Begins with a welcome by the Jester, followed by the Royal Procession. All dialogue is supplied for the Wassail and the Boar’s Head festivities. During the meal there are four interjected running gags around the theme, “Time and Time Again.” These involve the Town Crier, Willis (a Royal Up-Praiser, ) a sundial and a lantern in a wonderfully funny set of short scenes. As you may or may not know, (Most likely not) the Royal Up-Praisers role is to “praise up” the Royal Court,

“For one farthing, we will say some rather nice things about you. For two farthings, we will do mild exaggerations.

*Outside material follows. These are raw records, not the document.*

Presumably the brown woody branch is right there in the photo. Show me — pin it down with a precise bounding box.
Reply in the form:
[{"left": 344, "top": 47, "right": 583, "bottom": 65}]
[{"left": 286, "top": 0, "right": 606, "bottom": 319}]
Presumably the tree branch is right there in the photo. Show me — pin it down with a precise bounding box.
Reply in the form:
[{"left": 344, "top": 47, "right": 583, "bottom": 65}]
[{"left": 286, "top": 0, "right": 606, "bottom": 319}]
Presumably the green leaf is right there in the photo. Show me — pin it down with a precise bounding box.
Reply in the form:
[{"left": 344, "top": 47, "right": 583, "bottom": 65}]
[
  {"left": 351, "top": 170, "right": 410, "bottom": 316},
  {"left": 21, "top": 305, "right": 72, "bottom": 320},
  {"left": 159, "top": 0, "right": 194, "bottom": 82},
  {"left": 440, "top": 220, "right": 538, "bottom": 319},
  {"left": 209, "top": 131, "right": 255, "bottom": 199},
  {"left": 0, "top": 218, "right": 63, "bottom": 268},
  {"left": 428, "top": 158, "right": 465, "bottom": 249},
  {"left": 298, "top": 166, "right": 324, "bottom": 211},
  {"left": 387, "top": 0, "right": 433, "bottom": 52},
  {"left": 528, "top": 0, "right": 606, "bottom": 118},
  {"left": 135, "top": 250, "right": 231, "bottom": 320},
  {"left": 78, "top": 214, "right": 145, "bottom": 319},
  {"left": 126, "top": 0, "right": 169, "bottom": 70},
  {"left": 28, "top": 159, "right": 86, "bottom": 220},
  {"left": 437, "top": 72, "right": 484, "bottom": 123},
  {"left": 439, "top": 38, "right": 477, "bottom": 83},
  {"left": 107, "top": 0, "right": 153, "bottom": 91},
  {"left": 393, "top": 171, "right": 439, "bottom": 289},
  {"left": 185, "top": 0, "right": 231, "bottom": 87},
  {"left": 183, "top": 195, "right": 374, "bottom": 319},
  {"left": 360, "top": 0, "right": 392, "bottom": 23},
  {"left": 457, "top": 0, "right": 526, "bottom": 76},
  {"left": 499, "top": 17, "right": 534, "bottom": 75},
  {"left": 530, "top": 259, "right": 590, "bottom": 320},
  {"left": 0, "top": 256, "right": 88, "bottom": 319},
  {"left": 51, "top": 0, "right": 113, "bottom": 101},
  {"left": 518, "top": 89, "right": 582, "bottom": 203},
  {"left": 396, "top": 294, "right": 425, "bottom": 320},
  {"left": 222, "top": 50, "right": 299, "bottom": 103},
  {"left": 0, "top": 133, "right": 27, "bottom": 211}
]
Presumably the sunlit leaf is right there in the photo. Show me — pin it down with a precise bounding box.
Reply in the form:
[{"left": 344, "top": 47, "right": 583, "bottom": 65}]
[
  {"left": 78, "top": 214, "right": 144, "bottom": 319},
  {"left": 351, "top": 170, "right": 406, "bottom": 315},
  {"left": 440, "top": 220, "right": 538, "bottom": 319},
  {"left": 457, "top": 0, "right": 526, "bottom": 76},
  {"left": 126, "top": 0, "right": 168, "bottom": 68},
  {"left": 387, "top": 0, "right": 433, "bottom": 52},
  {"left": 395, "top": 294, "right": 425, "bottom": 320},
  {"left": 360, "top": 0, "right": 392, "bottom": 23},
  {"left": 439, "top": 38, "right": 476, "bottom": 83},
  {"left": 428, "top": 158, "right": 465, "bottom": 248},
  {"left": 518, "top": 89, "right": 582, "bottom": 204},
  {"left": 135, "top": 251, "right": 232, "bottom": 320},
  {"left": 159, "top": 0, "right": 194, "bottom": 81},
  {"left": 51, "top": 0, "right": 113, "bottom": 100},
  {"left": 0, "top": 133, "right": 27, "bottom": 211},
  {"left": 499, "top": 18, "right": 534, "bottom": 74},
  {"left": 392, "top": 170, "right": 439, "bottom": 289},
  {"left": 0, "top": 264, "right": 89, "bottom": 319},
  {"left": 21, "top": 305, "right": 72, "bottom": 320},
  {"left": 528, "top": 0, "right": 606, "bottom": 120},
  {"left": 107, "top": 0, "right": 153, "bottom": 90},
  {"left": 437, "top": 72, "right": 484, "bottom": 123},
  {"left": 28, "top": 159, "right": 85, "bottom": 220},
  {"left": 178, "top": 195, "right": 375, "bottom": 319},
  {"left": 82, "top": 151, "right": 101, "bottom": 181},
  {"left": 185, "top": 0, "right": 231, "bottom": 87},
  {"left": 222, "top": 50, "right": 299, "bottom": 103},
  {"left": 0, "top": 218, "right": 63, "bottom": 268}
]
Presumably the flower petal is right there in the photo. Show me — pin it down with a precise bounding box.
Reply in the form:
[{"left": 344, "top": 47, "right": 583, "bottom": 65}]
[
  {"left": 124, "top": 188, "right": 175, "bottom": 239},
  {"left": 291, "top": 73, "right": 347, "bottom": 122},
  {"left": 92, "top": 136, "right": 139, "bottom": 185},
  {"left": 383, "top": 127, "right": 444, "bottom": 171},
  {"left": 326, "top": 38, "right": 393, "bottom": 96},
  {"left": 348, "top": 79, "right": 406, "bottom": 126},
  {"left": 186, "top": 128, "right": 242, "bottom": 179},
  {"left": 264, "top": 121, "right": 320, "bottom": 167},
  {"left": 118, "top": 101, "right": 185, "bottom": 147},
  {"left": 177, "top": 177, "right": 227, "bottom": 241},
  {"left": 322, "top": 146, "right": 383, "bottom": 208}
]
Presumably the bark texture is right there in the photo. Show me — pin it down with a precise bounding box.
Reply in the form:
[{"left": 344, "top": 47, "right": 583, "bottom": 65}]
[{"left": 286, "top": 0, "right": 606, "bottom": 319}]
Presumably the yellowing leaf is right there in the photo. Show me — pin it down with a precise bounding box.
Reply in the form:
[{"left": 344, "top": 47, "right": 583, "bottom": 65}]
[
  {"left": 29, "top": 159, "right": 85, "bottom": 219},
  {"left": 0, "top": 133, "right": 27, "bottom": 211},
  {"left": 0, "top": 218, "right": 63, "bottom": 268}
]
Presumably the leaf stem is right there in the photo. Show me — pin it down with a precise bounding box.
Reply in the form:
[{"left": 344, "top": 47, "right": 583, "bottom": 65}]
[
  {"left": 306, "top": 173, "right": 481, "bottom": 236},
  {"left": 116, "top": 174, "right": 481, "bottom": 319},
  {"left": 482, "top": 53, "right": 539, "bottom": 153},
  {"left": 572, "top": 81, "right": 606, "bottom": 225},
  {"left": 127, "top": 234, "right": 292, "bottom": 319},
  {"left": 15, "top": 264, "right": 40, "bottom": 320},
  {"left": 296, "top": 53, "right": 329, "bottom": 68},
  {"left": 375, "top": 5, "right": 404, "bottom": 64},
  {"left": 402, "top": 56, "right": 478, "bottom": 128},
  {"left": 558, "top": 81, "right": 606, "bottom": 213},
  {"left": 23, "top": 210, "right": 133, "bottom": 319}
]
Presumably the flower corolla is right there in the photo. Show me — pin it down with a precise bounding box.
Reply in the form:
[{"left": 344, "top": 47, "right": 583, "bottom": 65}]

But for ten farthings, we will praise you with the greatest hyperbole, the most glowing adjectives, and the most artistically puffed up exaltation heard since the elections.”

Now that’s a refreshingly honest job application.

Following the dessert, the Jester again enters and involves the audience in a participation warm-up to the entrance of none other than Don Quixote and his faithful companion, Sancho Panzo, in their previously unrecorded quest in “Merrie Olde England.” They are in quest of adventure, to “succor the needy,” (“Maybe the politicians have already succored their needy?”) and to rescue damsels in distress.

They encounter enchanted forests full of giants, (“..very small giants”) a guard with a Castillian accent and, would you believe, at the Inn of Left-Handed John they discover not only a two headed giant, but the sweet and ever-charming Dulcinea. A hilarious encounter with the Royal Up-Praisers and Don Quixote’s mistaking the Boar’s Head for a damsel in distress add up to a jolly good time for all. Although the theme is Spanish, the entire performance is in English, thus eliminating the need for sub-titles.